In the post-truth world of Trump et al, this is even more poignant. The rambling monologue and insane propositions are starkly drawn against a world who on the surface meekly accepts the narrator’s plan for Dickens.
But it’s more than that. The father-son relationship that sets up the narrative is an intriguing one of love and distaste.
Yes it won the Booker Prize. But read it anyway.
We join the central character from Coetzee’s 2013 novel, The Childhood of Jesus, as he strives to adapt to his new country; he continues to question, he continues to inspire and frustrate. It is the simplicity of how Coetzee draws together the people of the town, the intricate details of the dispossed- work, relationship, art and confronting the world as if for the first time.

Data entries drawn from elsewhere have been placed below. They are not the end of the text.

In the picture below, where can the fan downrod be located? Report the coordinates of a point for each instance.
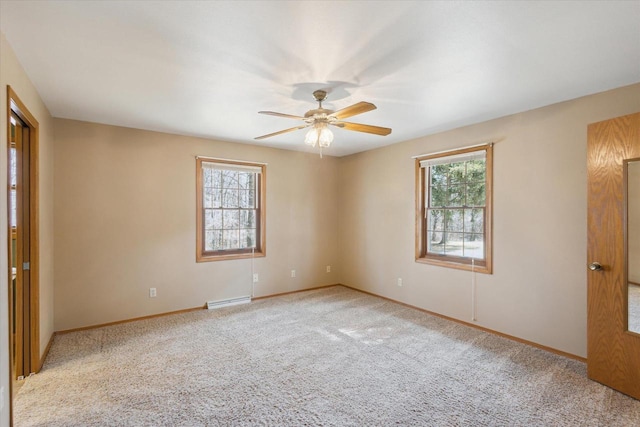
(320, 95)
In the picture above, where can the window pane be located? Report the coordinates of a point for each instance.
(453, 244)
(474, 220)
(230, 239)
(207, 175)
(208, 197)
(229, 179)
(435, 242)
(208, 219)
(476, 170)
(231, 219)
(454, 220)
(438, 196)
(247, 219)
(474, 246)
(246, 198)
(217, 178)
(457, 173)
(435, 220)
(229, 198)
(246, 180)
(476, 194)
(456, 195)
(439, 174)
(213, 240)
(247, 238)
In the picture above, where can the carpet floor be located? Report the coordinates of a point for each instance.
(327, 357)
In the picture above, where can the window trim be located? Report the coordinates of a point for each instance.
(462, 263)
(261, 235)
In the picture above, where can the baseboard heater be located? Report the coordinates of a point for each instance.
(228, 302)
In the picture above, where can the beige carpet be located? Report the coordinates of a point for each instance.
(329, 357)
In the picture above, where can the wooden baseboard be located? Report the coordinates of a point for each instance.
(135, 319)
(169, 313)
(46, 352)
(482, 328)
(471, 325)
(298, 291)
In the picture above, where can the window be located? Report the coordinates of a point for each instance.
(230, 209)
(453, 211)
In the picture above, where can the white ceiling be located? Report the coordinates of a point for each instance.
(205, 68)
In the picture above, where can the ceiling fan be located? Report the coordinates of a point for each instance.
(320, 118)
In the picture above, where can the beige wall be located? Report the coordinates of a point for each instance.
(634, 222)
(538, 289)
(125, 222)
(11, 73)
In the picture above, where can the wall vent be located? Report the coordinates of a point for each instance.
(228, 302)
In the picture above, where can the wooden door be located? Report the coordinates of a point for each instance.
(613, 353)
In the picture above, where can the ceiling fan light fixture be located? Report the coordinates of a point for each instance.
(319, 135)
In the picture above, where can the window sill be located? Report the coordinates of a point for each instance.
(226, 257)
(456, 265)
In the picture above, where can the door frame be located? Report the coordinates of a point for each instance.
(17, 107)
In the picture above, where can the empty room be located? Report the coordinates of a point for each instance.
(320, 213)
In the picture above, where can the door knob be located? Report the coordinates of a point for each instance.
(595, 266)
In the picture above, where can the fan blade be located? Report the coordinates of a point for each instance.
(282, 131)
(288, 116)
(359, 108)
(377, 130)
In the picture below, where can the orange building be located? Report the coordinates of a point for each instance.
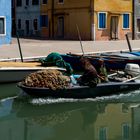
(96, 19)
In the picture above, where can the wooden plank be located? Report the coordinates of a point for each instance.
(19, 64)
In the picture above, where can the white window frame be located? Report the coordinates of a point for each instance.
(105, 22)
(4, 26)
(129, 22)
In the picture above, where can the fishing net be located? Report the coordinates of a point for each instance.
(52, 79)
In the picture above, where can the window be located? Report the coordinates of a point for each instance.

Don’t be fooled by the simplicity of Coetzee’s characters; unlike his earlier novels it is the unseen, the unanswered that is the cause of fear. This isn’t violently confronting like Disgrace or as sparse as The Life and Times of Michael K. You can’t forget what he has written before. But you don’t have to hold this novel within the Coetzee canon. And that’s what some may forget: if this wasn’t written by Coetzee, what would you think of it?
Simon and Ines, after taking serious risks for David settle that they don’t have to be together just for the boy. When their entire lives revolve around David, they forget themselves. He sucks all air out if them. It is reaction- to turn to the assistant at the museum that see the majority of the plot flow together.
David and Demtri’s relationship is preverse. What is it that he sees in the boy? What is the effect on each character? Demtri recurs throughout the novel- provoking, speaking for and of David.
As poetic as ever, Coetzee creates an eccentric and spellbinding world.